It's an interesting question why arguments from evil have become such a major family of arguments. I think it is a combination of two factors: (1) The relatively small logical space for positive arguments for the conclusion that God does not exist; and (2) the rise of the design argument.
To which he responds,
Why not also add the obvious facts that (3) evil is such a widespread phenomena and (4) it has great rhetorical and experiential weight?
And I think this is a great question, worth answering directly. To (4) there's a simple enough answer: precisely the puzzle is why it has such great rhetorical and experiential weight as an argument against God's existence. Certainly evils of various kinds are easy to find, and so we have a lot of experience with them. But lots of people throughout history have experienced evil without taking it as a reason for atheism. Lots of people still do, in fact. So arguments from evil to atheistic conclusions are not getting their rhetorical force from the mere experiential weight of evil; the puzzle is precisely to explain why evil has such great rhetorical and experiential weight in this particular context, given that it hasn't always had it. In explaining the popularity of the design argument, for instance, it would not really answer any questions to say that one of the factors is the great rhetorical and experiential weight of design; design does have great rhetorical and experiential weight, but this is in a sense what is supposed to be explained. And to explain the great rhetorical and experiential weight of evil for this particular sort of argument, especially compared to other arguments that in other places and times have sometimes been regarded as more forceful, we have to look at the conditions underlying the popularity of the relatively weak design argument, which is what sparked the popularity of the argument from evil as a response. I would suggest that these are, to put it in a rough and crude nutshell, a weak epistemology (thus reducing the appeal of 'ontological' arguments) and a weak theory of causation (thus reducing the appeal of 'cosmological' arguments); these same conditions also help to give the relatively weak argument from evil an edge over more robust alternatives. And, of course, each feeds off the other.
With regard to (3) I think we have to keep in mind that 'evil' is not a univocal word, and very few if any arguments from evil actually build on every kind of evil. 'Evil' in this context just means any sort of empirically discernible defect. So it is true enough that things we call evil are easily found; but it does not follow that the sort of evil that is considered in any particular argument from evil is a widespread phenomenon -- or, indeed, even noncontroversially evil or defective.
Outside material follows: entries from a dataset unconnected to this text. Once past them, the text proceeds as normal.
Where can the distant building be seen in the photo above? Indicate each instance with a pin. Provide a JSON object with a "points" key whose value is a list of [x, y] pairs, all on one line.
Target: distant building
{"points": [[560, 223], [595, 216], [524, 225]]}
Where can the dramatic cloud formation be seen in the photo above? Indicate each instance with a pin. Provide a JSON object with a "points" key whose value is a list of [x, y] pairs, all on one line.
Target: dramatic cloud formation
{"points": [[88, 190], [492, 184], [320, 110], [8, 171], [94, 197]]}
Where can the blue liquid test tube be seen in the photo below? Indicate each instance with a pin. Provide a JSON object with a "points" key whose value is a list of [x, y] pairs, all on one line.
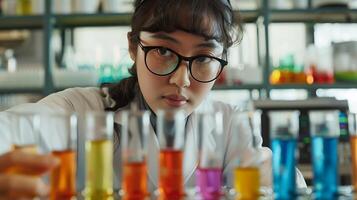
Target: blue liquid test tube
{"points": [[284, 127], [324, 126]]}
Outside of clear moral evil, what you even count as a defect or lack of design may depend on whether you are already accept the design argument or the argument from evil in other cases -- someone who is elsewhere already a proponent of the latter may regard something as an obvious defect, whereas someone who already accepts the design argument elsewhere may classify it as a case where design is not particularly obvious; and vice versa. So how much of a role (3) can play in explaining the popularity of an argument from evil will vary considerably from case to case.
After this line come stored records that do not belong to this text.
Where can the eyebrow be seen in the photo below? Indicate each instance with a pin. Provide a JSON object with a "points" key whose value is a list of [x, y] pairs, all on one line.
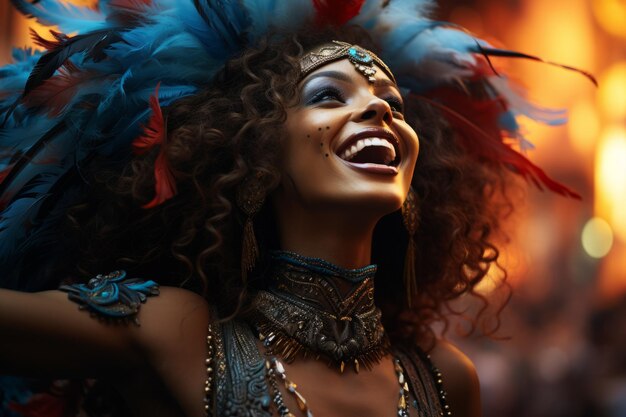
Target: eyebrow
{"points": [[342, 76]]}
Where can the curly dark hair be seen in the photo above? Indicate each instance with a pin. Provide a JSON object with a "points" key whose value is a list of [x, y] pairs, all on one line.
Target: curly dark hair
{"points": [[231, 130]]}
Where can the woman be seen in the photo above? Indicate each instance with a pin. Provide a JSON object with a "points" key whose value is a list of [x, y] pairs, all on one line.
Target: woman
{"points": [[306, 144]]}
(He makes a few more interesting comments that are useful for clarification. I've come to think that the distinction between logical and evidential forms of the argument from evil, taken as classes of argument, is relatively unimportant. There is indeed a formal difference, but even formally it is a relatively trivial one: the difference is simply between arguments that are put forward to show that a conclusion is right and arguments that are put forward to show that a conclusion is more reasonable than the alternative, and that's really it. This is obscured by the fact that when 'the logical argument from evil' is discussed, it's often put in a very crude form, whereas the more common evidential forms are given more bells and whistles, but this is merely a sort of historical accident: if you wished, you could take arguments of one kind and with only slight modification make them arguments of the other kind. Every logical argument from evil has an evidential twin and vice versa; although, of course, an argument's plausibility doesn't guarantee the plausibility of its twin.
Also, I don't think the Fifth Way is a design argument. In Thomas Aquinas's thought a final cause is that which picks out the effect that an efficient cause will have; it need not be anything recognizable as design. The Fifth Way is a causal argument rather than a design argument -- indeed, I think it's intended to be an argument about the very possibility of causation itself, the very possibility of anything being disposed to have this effect rather than any other. St. Thomas does make use of design-like considerations here and there, but as one would expect they chiefly occur in discussions of divine providence.
And, should it not have been clear enough, I myself think that at least some 'cosmological' arguments still have force.)